Управляющий сказал мне, что три женщины могут снять два смежных
сьюта на третьем этаже. Там ликвидировали старую баню — помнишь
ее, с убирающимся потолком? — и построили вместо нее третий этаж,
немного на скорую руку, как я догадываюсь, — управляющий показал
мне одну из комнат, потолок там действительно низковат, зато, если
высунуться из окна, открывается вид на дамбу. К тому же в отличие от
центра города там будет тихо по ночам.
— Как может быть тихо в кооперативном доме? А если сосед за
стеной маниакально любит смотреть телевизор?
— Мама, не будь такой снобкой. Там, конечно же, не так тихо, как
в пустыне Нью-Мексико, нет. Но в реальном мире почти все живут,
имея за стеной чей-нибудь телевизор.
— Неужели, дорогая? Не догадывалась, что ты так много знаешь о
реальном мире. Ты не поехала со мной и Джимом в Нью-Мексико,
потому что у тебя был друг, по которому ты с ума сходила, потом тебе
до смерти захотелось уехать в Ризди и умыть меня как художницу,
через год и это прошло, и ты стала официанткой в забегаловке с
сальными ложками там же, где родилась. Сколько раз в жизни ты
выезжала за пределы Род-Айленда? Маленького-маленького Род-
Айленда?
— В то время как ты за последнее время объездила весь мир, да?
Мама, я нежно тебя люблю, но ты всегда была испорченной. Сначала
тебя портили родители, потом бедный папа и наконец Джим. Тебе
никогда не приходилось сталкиваться с настоящей нуждой и
настоящим одиночеством.
— Это неправда, дорогая. Быть человеком само по себе означает
сталкиваться с подобными проблемами.
— Не называй меня «дорогая». Для «дорогой» слишком поздно.
Прости, я не хотела жаловаться.
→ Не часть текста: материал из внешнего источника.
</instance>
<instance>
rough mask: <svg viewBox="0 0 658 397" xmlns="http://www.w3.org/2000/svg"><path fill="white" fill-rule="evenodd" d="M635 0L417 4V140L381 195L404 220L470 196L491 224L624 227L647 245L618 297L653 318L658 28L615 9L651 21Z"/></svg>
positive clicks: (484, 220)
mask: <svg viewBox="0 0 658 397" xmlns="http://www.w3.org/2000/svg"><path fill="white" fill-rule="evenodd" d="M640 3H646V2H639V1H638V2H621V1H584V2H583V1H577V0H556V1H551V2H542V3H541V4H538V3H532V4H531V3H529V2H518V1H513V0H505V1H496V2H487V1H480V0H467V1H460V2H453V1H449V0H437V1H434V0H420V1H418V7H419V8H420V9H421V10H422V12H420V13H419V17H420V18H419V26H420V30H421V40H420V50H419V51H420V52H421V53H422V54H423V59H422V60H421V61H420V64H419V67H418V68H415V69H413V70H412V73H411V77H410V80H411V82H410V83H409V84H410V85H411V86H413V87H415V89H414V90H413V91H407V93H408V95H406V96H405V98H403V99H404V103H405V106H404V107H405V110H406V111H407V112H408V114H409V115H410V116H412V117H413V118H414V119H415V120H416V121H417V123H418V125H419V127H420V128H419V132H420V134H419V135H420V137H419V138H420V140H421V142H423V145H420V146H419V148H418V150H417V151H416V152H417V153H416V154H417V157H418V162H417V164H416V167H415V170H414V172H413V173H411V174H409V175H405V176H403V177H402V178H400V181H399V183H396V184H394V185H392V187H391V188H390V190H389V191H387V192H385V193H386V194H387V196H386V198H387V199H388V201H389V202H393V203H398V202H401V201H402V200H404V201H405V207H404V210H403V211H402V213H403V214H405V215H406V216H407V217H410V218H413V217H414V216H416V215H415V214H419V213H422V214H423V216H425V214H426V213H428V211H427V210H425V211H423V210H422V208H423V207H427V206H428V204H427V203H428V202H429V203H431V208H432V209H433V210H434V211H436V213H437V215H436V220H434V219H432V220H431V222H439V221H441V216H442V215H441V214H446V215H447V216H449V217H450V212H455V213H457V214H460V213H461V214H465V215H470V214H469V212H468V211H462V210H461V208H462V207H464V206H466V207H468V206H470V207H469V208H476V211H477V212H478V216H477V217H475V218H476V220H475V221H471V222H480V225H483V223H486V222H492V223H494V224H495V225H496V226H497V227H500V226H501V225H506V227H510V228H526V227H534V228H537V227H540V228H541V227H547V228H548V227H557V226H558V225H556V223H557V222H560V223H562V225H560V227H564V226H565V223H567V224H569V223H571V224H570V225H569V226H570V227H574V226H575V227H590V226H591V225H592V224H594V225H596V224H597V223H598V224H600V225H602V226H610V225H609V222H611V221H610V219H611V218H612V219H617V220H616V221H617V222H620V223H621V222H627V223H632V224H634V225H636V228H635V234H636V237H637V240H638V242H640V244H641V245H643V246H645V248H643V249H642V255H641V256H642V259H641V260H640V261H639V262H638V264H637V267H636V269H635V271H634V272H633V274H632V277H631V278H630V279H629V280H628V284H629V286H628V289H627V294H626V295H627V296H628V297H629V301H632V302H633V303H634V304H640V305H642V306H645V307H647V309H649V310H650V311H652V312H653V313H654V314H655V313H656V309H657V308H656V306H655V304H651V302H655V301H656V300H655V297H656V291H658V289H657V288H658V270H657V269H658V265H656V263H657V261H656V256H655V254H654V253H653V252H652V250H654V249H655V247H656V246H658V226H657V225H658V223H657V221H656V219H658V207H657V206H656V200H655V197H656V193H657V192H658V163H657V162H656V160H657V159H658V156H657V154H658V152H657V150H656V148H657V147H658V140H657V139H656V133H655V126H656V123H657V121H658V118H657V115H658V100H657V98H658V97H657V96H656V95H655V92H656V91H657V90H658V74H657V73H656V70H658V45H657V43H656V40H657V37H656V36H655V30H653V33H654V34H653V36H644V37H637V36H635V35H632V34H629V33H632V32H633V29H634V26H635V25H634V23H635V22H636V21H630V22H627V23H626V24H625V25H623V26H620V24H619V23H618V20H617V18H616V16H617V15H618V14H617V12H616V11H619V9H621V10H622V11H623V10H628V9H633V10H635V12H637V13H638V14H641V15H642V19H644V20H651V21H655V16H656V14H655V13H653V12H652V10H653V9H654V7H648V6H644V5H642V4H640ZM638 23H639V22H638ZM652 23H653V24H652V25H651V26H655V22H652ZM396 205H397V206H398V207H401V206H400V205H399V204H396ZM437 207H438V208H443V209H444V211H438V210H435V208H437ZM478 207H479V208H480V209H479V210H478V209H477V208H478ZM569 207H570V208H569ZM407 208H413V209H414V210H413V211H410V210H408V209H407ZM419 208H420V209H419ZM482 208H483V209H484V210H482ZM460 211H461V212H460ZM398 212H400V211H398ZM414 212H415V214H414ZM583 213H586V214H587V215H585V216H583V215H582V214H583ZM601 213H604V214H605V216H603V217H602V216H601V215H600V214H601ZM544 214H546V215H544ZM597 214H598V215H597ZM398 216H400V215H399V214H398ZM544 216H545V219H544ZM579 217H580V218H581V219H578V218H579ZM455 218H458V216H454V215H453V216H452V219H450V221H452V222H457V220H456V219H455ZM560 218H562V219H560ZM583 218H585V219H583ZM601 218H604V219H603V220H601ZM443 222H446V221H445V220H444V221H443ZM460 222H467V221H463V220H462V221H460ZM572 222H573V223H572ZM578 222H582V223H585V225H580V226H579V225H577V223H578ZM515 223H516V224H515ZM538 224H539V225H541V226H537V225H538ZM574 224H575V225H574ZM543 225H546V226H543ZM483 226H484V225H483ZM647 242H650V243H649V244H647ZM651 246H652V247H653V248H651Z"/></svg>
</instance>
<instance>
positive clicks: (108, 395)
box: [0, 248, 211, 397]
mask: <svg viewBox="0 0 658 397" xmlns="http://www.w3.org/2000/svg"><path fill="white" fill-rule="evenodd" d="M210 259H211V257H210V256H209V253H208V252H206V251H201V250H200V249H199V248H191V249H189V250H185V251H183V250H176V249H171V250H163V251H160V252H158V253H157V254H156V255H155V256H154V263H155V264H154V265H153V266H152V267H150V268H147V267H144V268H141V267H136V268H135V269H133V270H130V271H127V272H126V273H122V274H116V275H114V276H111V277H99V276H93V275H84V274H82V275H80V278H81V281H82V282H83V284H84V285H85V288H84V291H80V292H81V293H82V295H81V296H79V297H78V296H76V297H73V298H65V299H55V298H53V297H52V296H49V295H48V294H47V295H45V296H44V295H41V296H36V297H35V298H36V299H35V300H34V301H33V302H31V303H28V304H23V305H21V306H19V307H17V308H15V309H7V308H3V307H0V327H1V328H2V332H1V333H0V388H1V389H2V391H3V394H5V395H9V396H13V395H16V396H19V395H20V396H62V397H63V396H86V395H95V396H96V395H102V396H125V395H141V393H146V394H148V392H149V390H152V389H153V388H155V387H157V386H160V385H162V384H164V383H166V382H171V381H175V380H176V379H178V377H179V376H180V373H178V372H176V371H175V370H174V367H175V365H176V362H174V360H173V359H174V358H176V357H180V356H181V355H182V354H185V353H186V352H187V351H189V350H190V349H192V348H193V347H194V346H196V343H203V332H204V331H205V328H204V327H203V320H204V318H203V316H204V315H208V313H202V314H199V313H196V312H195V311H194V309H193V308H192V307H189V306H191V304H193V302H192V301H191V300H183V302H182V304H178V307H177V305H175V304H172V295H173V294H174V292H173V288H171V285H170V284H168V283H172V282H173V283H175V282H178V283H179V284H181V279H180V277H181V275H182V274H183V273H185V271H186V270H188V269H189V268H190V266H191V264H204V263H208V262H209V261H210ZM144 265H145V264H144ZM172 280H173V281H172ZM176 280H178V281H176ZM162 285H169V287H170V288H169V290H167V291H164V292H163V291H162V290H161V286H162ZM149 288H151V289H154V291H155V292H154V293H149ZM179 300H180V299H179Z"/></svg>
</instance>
Просто случилось так, что моя мать —
Королева майского праздника, красивая большая пчелиная матка,
полная царственного нектара, а я — простая рабочая пчела, девушка,
оставшаяся на балу без кавалера.
— Это неправда, дор… Марси. Ты очень привлекательна. Ты была
идеальным ребенком.
— Это только лишь способ сказать, что потом все покатилось под
горку. Что ж, как выясняется, вся жизнь — это скатывание под горку.
Но несмотря на это — хочешь верь, хочешь нет, — у нас с Хауи есть
свои радости. Скромные радости. От мальчиков и не только. А
настанет день — мы уедем во Флориду и купим катер.
— Катер, с которого ловят рыбу? Как прелестно, дорогая.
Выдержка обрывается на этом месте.